Now, explanation will be made of an embodiment of a charged particle source according to the present invention, with reference to FIG. 1. Referring to FIG. 1, a tip electrode 1 covered with a liquid substance 2 is vibrated by a mechanical vibrator 8 which utilizes electrostriction or magnetostriction. These are mounted on a flange 7. The vibrator 8 is driven by a voltage from a power supply 9, which is insulated from ground by an insulation transformer 10. Further, the tip electrode 1 is supplied with an ion acceleration voltage from an acceleration power supply 11, and an extraction electrode 6 is supplied with, for example, a ground potential. An auxiliary electrode 5 is supplied with a bias voltage from a power supply 12. The liquid substance 2 which covers the surface of the tip electrode 1, is subjected to an electrostatic force due to not only a voltage applied between the tip electrode 1 and the extraction electrode 6 but also a voltage applied between the tip electrode 1 and the auxiliary electrode 5. Thus, the liquid substance 2 has the form of a circular cone. When the vibrator 8 is driven in this state, a wave is generated in the liquid substance 2 by the mechanical vibration of the tip electrode 1, and a standing wave as shown in FIG. 2A or 2B is formed. The wavelength and shape of the standing wave depend upon not only the vibration frequency of the mechanical vibration but also the surface tension and density of the liquid substance 2. In other words, the liquid substance 2 is not always put in the vibrational state shown in FIGS. 2A or 2B, but may be in the state represented by 3" or 4" with the result that a node may be formed at an end portion of the liquid substance 2 as shown in FIG. 4. In this case, it is necessary to change the vibration frequency of the mechanical vibrator so that a loop is formed in an end portion of the liquid substance 2, and hence the power supply 9 has an adjusting function of changing the vibration frequency. Thus, a standing wave can be generated so that an end of the liquid substance 2 acts as the loop of the standing wave.

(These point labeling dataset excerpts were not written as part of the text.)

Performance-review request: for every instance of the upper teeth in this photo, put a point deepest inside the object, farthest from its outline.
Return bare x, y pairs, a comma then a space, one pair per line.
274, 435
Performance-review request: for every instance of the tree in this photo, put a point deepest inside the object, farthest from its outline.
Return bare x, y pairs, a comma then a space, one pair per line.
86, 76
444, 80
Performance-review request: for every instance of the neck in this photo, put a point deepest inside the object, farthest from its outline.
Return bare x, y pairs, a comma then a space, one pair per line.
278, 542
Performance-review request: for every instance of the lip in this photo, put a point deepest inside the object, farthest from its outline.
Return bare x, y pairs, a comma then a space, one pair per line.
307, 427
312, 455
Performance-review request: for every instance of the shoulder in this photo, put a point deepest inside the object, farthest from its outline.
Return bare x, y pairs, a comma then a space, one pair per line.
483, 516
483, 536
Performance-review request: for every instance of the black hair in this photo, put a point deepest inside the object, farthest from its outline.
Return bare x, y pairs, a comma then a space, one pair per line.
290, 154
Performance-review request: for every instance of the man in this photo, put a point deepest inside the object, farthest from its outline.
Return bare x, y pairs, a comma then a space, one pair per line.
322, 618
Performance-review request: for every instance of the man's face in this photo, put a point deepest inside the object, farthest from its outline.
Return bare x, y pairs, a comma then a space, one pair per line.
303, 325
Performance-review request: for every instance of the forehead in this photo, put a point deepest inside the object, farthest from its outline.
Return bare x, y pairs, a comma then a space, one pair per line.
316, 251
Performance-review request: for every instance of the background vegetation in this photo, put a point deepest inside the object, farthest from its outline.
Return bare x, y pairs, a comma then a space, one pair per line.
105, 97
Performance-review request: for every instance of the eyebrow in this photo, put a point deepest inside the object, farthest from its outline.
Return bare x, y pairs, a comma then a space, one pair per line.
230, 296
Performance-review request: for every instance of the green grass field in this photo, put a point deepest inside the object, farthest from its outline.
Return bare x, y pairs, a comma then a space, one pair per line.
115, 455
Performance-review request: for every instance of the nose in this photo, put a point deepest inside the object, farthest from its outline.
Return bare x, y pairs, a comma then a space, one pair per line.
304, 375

Further, a voltage appearing across a resistor 13 for emission current measurement is smoothed, and then negatively fed back to a driving voltage for the vibrator 8, to control the intensity of vibration, thereby stabilizing an emission current.

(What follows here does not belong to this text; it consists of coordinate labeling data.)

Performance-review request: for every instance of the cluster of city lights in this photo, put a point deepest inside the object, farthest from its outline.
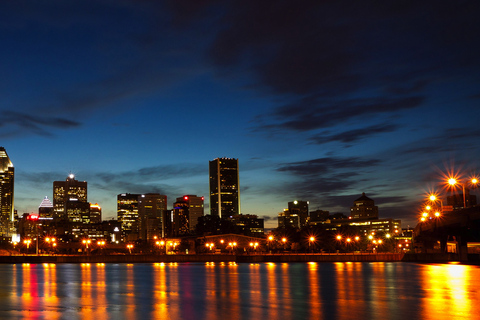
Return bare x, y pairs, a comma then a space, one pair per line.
430, 209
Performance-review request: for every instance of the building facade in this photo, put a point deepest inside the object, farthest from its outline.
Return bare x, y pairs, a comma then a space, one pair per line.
152, 213
127, 214
224, 187
364, 208
70, 201
299, 208
7, 175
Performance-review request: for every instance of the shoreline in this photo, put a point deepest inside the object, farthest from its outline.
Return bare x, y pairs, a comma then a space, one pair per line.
253, 258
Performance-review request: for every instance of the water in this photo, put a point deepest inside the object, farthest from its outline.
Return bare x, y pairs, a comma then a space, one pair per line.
226, 291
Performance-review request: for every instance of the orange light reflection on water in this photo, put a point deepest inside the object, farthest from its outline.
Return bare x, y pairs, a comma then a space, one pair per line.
447, 292
314, 291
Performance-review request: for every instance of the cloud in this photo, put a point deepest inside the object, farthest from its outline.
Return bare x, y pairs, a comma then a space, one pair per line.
18, 123
354, 135
327, 165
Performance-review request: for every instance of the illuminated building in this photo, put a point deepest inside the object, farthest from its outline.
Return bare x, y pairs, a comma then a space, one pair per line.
224, 187
45, 210
6, 195
248, 225
95, 213
70, 199
194, 207
288, 220
127, 214
364, 208
152, 213
299, 208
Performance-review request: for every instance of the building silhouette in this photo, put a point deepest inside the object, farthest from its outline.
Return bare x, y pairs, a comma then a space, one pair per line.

Alternately, a signal indicative of a current flowing into the extraction electrode 6, or an output signal from a current sensor which is disposed downstream from the extraction electrode 6, may be used in place of the voltage appearing across the resistor 13.

FIG. 5 shows another embodiment of a charged particle source according to the present invention. Referring to FIG. 5, an X-deflector 14 and a Y-deflector 15 are disposed under the extraction electrode 6, to deflect a charged particle beam emitted from the liquid substance 2. The deflectors 14 and 15 are operated by signals from a deflection circuit 16. When the signals for operating the deflectors 14 and 15 are synchronized with a signal for driving the vibrator 8, a specimen surface 17 is irradiated periodically with the charged particle beam in each of X- and Y-directions, as indicated by a pattern on the specimen surface 17. Examples of the specimen whose surface 17 is radiated are a semiconductor substrate having chips on which identical patterns are to be drawn, substrates with an electron beam resist layer thereon, etc.

In the embodiments of FIGS. 1 and 5, a positive ion is emitted from the liquid substance 2. However, when the polarity of the acceleration power supply 11 is reversed, an electron or a negative ion can be emitted from the liquid substance 2.

According to the above-described embodiments of the present invention, the following advantages are expected.

(1) A pulsed, focused beam having a repetition rate in the GHz band which cannot be produced by the prior art, can be obtained without increasing the energy dispersion of the beam. In some application fields, the pulsed, focused beam can be used as a D.C. beam.

(2) A pulsed, charged-particle beam can be extracted from the liquid substance by a weaker electric field, as compared with a case where the beam is extracted without vibrating the tip electrode. Accordingly, the vibrational state of the liquid substance is stable, and thus the pulsed beam is emitted stably.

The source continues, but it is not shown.